I see no reason to accept this. Multi-layer networks seem to be well-suited for abstract representations and manipulations on non-ground values. Ground-values are the input into the network, but higher layers represent on the abstract properties of the ground-values within its receptive field, rather than the particulars of the ground-values. For example, the location and direction of an edge rather than the particular in the form of an edge.

YeGoblynQueenne · on July 21, 2020

>> I see no reason to accept this.

Yes, I'm aware it's very difficult to get people to believe this outside of AI research. Of course, it is entirely uncontroversial and very well understood by researchers. For example, I was in a presentation by a gentleman who works at DeepMind last year and who works on neuro-symbolic integration and he was asked a question along the lines of "how can you model first order logic without variables?" and he pointed out that he had a footnote on one of his slides where he was noting this limitation and that work was underway to address it.

Regarding arithmetic, none of the points made in your comment made in the GPT-3 paper. In fact, the paper makes no attempt to explain what makes GPT-3 capable of performing arithmetic, other than to say that the mistakes in carrying a one suggest that it's actually trying to perform computation and failing. So I have to ask, where do these points come from?

What I mean is, you seem to have a theory about how GPT-3 works. Where does it come from? I apologise if this comes across as personal or unfair, but many commenters in this thread and similar conversations express strong opinions and give detailed explanations about how GPT-3 and similar models work. I am always left wondering where all this information comes from, given that usually it can't be found in the sources I'd expect to find it, namely the work that is being discussed (namely, the GPT-3 paper, in this case).

hackinthebochs · on July 21, 2020

>For example, I was in a presentation by a gentleman who works at DeepMind last year and who works on neuro-symbolic integration

Sure, neural networks don't operate on proper variables and so in the context of neuro-symbolic processing I'm sure this is a significant hurdle. But in general, abstract representations is part-and-parcel of what makes deep learning powerful. And such an abstract representation is all that's needed for a neural arithmetic unit.

Here[1] is a study on GPT-2 that demonstrates its middle layers develop a representation of syntax and part-of-speech, the sorts of abstract representations that would be needed to develop a mechanism to do abstract arithmetic.

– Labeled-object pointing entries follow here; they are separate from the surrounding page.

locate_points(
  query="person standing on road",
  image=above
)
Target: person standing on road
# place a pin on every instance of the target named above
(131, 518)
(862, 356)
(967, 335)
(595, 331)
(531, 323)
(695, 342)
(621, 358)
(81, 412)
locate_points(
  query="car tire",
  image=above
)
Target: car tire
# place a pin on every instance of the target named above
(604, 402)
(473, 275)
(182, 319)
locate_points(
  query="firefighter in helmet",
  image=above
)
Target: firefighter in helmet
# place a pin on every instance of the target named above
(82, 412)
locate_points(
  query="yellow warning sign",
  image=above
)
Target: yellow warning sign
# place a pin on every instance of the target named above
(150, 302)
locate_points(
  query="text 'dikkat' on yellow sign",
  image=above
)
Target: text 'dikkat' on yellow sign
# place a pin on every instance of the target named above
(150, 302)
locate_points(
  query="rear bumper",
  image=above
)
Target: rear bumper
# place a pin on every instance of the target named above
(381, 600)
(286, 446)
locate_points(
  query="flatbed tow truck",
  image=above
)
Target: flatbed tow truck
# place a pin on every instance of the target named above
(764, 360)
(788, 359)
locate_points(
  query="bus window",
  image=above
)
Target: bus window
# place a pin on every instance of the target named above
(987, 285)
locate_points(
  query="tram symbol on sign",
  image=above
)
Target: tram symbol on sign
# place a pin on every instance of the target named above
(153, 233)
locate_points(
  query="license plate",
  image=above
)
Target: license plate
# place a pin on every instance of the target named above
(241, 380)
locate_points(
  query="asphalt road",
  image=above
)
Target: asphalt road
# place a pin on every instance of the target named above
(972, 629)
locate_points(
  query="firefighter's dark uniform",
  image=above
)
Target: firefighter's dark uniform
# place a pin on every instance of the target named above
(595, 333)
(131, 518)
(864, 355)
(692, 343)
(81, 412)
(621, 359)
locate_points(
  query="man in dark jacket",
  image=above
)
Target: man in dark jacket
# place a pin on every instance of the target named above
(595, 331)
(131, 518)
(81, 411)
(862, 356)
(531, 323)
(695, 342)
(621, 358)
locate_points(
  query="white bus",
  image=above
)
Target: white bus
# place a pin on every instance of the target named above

>What I mean is, you seem to have a theory about how GPT-3 works. Where does it come from?

Studies like the one mentioned, and reasonable extrapolation from knowledge of DL and other transformer architectures. We are not totally ignorant on how GPT-3 works.

[1] https://aletheap.github.io/posts/2020/07/looking-for-grammar...

YeGoblynQueenne · on July 21, 2020

My comment above discussed the inability of neural networks (and propositional, attribute-value learners in general) to represent variables. I'm sorry, but I can't see how your comment or the post you link to show that neural networks can represent variables.

I do not quite understand the relation between "abstract representations that would be needed to develop a mechanism to do abstract arithmetic" and variables. I'm also not sure what you mean by "abstract arithmetic", or what mechanisms you mean. Can you please explain?

Also, I had thought we shared an understanding that the ability to represent primitive recursive functions (which presupose the ability to represent variables and recursion) is necessary to represent arithmetic. Your above comment now makes me doubt this, also. Can you clarify?

Finally, the link above is a blog post. I wouldn't call it a study. But, can you say where in that post I can find the theory about GPT-3's function that you express above?